Henry Cisneros, former mayor
Cisneros spent eight years as mayor of San Antonio and later did a stint in President Bill Clinton’s cabinet as secretary of housing and urban development. He also serves as chairman of two companies that invest in affordable housing projects and transportation infrastructure. Business aside, his family’s political roots are deep in San Antonio soil, and numerous politicians, including presidential-hopeful Julian Castro and U.S. Rep. Joaquin Castro, have sought his counsel. He’s also a former San Antonio Chamber of Commerce chairman and founding chairman of the public-private BioMed SA partnership, formed to promote biosciences development in the city.
COPS/Metro Alliance, community organization
While not a single person, the enduring power of the combination of Communities Organized for Public Service and Metro Alliance lies in its numbers and not having a dependency on a single leader. Those numbers come from church congregations, schools and unions, who first unified in 1974 to demand better drainage, streets and police protection for underserved areas of the city.

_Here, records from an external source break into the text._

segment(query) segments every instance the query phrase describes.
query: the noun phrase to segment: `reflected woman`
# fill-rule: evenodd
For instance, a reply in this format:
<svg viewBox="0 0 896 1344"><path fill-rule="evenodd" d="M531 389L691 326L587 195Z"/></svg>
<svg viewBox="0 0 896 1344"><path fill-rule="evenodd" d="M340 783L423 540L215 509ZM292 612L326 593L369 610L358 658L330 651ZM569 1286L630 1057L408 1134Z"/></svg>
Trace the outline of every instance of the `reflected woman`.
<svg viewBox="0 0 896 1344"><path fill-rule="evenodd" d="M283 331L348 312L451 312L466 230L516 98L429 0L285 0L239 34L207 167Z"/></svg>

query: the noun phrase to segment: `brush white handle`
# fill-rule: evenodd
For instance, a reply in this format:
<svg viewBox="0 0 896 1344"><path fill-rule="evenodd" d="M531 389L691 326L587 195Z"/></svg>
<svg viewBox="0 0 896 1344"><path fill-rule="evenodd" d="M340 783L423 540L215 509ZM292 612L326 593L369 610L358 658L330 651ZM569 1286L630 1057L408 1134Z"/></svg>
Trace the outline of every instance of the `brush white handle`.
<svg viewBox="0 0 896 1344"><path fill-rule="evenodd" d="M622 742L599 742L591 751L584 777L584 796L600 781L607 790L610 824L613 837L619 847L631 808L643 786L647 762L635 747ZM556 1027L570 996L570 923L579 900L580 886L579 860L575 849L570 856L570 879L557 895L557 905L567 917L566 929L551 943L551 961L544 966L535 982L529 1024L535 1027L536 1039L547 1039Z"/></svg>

Patti Radle, SAISD Board of Trustees President
Radle finishes her term this year as president and District 5 representative for the San Antonio Independent School District, but her public service track record is long. Radle and her husband Rod serve as volunteer directors of Inner City Development, which they founded in their West Side home in 1972. The organization has given rise to other groups including the San Antonio Alternative Housing Corp. and San Anto Cultural Arts. Radle was considered a voice for the voiceless when she served on council from 2003 to 2007, and she remains a strong public policy advocate.